In origine il timore che fenomeni simili a quello che si verificava con l’antipolio orale si potessero verificare con altri vaccini a virus vivi e attenuati non era teoricamente infondato. Per questo, per molti anni, si è raccomandato di rispettare alcune precauzioni per evitare la possibilità che anche il virus attenuato del morbillo, della parotite o della rosolia, contenuti nei rispettivi vaccini, potessero contagiare persone immunodepresse o donne in gravidanza che in quel caso avrebbero potuto subire gravi conseguenze.

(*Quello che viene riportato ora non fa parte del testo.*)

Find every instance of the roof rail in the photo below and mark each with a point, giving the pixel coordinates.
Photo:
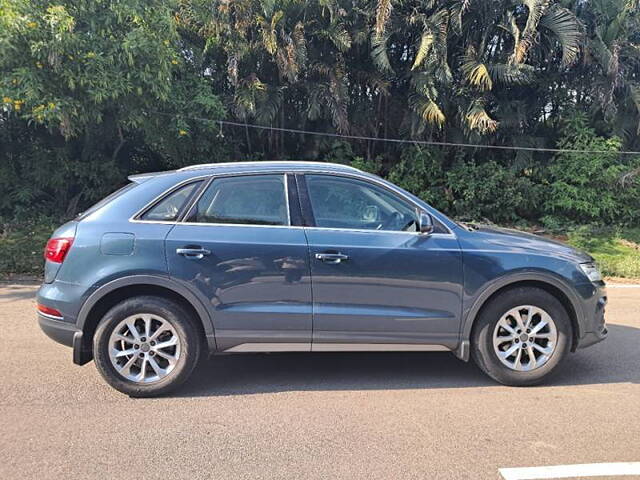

A questa indicazione, fornita per anni sulla base di un semplice principio di precauzione, non è però mai seguita nessuna prova di una possibile, reale trasmissione dei virus attenuati contenuti nei vaccini contro morbillo, parotite e rosolia, dalla persona vaccinata a quella che non lo è. Anzi, un’attenta sorveglianza ha dimostrato che nei fatti questa trasmissione non avviene, probabilmente per la difficoltà di replicazione che hanno i virus attenuati, sufficiente solo a indurre la risposta immunitaria ma non la malattia e tantomeno il passaggio da un individuo all’altro.
Solo nel caso della vaccinazione contro la varicella questa evenienza si è verificata, in casi eccezionali (nel 2012 l’Organizzazione Mondiale della Sanità ne aveva registrati 9 in tutto il mondo), per lo più a partire da persone immunodepresse che, proprio per questo, avevano sviluppato un herpes zoster in seguito alla vaccinazione.
Di questa ipotetica eventualità si torna a parlare oggi in relazione alla legge 119 del 31 luglio 2017 che esclude dai servizi e dalla scuola per l’infanzia i bambini non vaccinati, a tutela di altri più fragili. Per reazione alle accuse rivolte ai bambini non vaccinati di essere “piccoli untori”, si è voluto sostenere che anche i bambini appena vaccinati potrebbero rappresentare un pericolo, per la possibilità di contagiare i compagni. Ma la storia di decenni di vaccinazione dimostra che questa possibilità non c’è.